Wednesday, January 02, 2013

Can Kicked Down the Road

Well this comes as no shock. We have a temporary fix to the fiscal cliff. The can was kicked down the road. The solution they provided created increased revenues of $600 billion over the next 10 years. This increase in revenues is a very small amount when looking at the $16 trillion. The "highlights" though pretty dim are as follows:

-- The tax rate for individuals making more than $400,000 and couples making more than $450,000 will rise from the current 35% to the Clinton-era rate of 39.6%.

-- Itemized deductions will be capped for individuals making $250,000 and for married couples making $300,000.

-- Taxes on inherited estates will go up to 40% from 35%.

-- Unemployment insurance will be extended for a year for 2 million people.

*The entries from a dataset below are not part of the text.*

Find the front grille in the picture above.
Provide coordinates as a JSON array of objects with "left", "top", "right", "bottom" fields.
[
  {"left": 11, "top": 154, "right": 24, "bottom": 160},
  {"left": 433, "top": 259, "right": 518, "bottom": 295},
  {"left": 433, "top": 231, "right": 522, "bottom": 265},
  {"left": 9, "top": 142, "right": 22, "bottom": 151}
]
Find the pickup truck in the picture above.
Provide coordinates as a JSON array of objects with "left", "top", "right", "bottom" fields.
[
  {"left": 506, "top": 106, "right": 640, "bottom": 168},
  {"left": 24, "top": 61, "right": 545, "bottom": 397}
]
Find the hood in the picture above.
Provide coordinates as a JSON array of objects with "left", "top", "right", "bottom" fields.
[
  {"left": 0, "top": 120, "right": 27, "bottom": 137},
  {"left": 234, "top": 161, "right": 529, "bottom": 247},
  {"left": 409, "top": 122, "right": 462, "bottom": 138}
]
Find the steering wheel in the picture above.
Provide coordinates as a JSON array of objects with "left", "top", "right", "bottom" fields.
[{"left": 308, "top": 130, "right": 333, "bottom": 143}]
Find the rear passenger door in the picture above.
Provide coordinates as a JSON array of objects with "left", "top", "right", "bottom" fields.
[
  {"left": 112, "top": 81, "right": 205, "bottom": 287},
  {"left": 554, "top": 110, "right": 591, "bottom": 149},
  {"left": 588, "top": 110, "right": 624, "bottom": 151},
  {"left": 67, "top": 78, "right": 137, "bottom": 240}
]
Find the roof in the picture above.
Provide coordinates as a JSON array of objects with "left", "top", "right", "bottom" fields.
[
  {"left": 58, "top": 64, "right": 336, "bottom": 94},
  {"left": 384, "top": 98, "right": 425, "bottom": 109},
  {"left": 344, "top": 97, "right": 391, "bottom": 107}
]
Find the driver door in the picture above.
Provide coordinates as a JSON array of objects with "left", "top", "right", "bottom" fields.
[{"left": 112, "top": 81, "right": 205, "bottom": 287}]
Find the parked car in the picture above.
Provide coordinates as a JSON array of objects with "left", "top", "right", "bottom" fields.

-- The alternative minimum tax, a perennial issue, will be permanently adjusted for inflation.

-- Child care, tuition and research and development tax credits will be renewed.

-- The "Doc Fix" -- reimbursements for doctors who take Medicare patients -- will continue, but it won't be paid for out of the Obama administration's signature health care law.

These changes don't include the changes in the payroll taxes that will be increased as of January 1. The change in payroll taxes will impact the majority of earners. Payroll taxes were reduced in 2011 and will increase from 4.2% from 6.2% again immediately. This means those earning $30,000 will pay an average of $50 a month more. Those that make near $120,000 will pay $200 a month more. This means there will be less spendable income which, as said before, will slow the economy.